UPDATE: A community prayer service for Daniel Cook is planned for 2-5 p.m. Friday at Kuna United Methodist, 260 W 4th St.
Idaho State Police described a hectic scene in the seconds after a dump truck slammed into the side of a school bus on Happy Valley Road.
The driver of the 1974 Mack truck acted immediately, climbing onto the Kuna School District bus. He tried to calm the terrified children and tend to the injured.
"He was doing what he could to render aid," Master Cpl. Tim Davidson said. "He knew there were kids hurt. He saw the nitty-gritty, if you will, of the crash scene and the damage that had been done, up to and including the deceased boy."
A nurse that had passed the bus only moments before it was hit also pulled over and ran back to the scene, performing CPR on 11-year-old Daniel Cook.
"She saw debris flying in her rearview mirror, and she turned around and went back," said ISP spokeswoman Teresa Baker.
It was too late. Daniel died at the scene.
The tragedy that took his life and injured four other children and the bus driver unfolded on two rural roads southeast of Nampa and west of Kuna. Police say the 1998 Blue Bird bus was headed east on Deer Flat Road when it entered the Happy Valley Road intersection.
Investigators were not yet sure if the bus slowed or stopped at the stop sign on Deer Flat before the two vehicles collided in the intersection.
Both roads at that intersection are posted at 50 mph; Happy Valley Road does not have stop signs.
Two of the injured children and the bus driver - Debra Boatwright, 56, of Kuna - were transported to Saint Alphonsus Medical Center in Nampa, where they were treated and released.
Two other children were taken to Saint Alphonsus' hospital in Boise, then to St. Luke's Children's Hospital, Baker said. They were "alert and awake" before they were transferred to St. Luke's, according to a letter to parents from Kuna School District Superintendent Wendy Johnson.

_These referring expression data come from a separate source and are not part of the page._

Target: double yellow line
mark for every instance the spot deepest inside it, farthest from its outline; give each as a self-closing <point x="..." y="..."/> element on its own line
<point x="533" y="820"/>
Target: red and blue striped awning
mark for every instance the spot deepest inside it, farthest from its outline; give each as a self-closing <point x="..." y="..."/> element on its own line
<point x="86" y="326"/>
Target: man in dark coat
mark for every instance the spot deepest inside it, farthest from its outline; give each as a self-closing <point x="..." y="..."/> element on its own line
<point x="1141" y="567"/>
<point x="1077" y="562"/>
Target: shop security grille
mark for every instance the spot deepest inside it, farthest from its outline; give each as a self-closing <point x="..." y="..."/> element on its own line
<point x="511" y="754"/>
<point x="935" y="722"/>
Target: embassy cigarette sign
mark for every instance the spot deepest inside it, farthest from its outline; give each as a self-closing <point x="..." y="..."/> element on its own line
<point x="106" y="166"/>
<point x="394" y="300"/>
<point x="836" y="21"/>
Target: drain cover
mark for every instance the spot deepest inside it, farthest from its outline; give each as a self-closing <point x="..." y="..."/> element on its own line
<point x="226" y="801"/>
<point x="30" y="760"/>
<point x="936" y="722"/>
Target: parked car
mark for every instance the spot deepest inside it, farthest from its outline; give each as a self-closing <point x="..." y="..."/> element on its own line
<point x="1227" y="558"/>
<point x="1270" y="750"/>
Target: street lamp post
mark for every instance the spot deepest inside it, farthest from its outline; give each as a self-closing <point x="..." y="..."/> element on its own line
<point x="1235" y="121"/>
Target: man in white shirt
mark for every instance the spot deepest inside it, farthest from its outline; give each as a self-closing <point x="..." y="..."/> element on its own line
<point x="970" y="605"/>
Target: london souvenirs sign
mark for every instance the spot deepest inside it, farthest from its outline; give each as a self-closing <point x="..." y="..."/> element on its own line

Police say Boatwright was uninjured, but was in a state of extreme emotional distress. Davidson also described the dump truck driver - Charles Derby, 33, of Nampa - as "distraught."
"They've got this to deal with in their own way and it's going to be hard for them," Davidson said.
The same held true for those responding to the collision.
"I'm sad, and I want to cry," Davidson admitted to reporters during a noon press conference.
The bus was transporting 12 children to Crimson Point Elementary School when it was hit at about 7:56 a.m. Thursday. The oldest child on the bus was a sixth-grader; the youngest was 5 years old.
Adam Cobb came to the crash site Thursday morning to collect Daniel's belongings from the bus and take them home to the boy's parents.
"We're just making sure there's nothing left on the bus from him, a backpack or something," Cobb said.
Cobb's own young son was a close friend of Daniel's. After finding the boy's backpack, Cobb was headed to his son's school to pick him up and break the news.
The families lived near each other a short distance down the road. Daniel had been on the bus for only a few minutes when the crash happened.
"It's just tough," Cobb said. "(Daniel) was just a good kid, good family, just a bad deal."
The bus was apparently hit on its right side behind the rear wheel, based on observations of damage at the scene. Four windows were broken out. The dump truck's hood appeared to be ripped off and its front end was damaged.
Derby tried to slow down when he saw the bus, Davidson said, but was unable to stop in time.
"There's a lot of weight involved: you've got a heavy vehicle being hit by a heavy vehicle, so any impact, particularly to little bodies, is going to do a lot of damage," he said.
The dump truck involved in the collision had numerous equipment violations; the school bus did not. Police couldn't say if those violations were a factor in the crash.
The bus is owned and operated by the Kuna School District, according to the Idaho State Department of Education. Grief counselors are available through the school district to students who need them.
Gov. Butch Otter, at the start of a live chat Thursday on IdahoStatesman.com about education reform, expressed his and first lady Lori Otter's "deep concern for the children and families involved. They're in our thoughts and prayers."
Davidson said charges were "likely" in the crash, but said investigators were still working to determine what had happened. ISP in a later press release stated the investigation could take several weeks; police won't determine whether to pursue charges until after it is complete.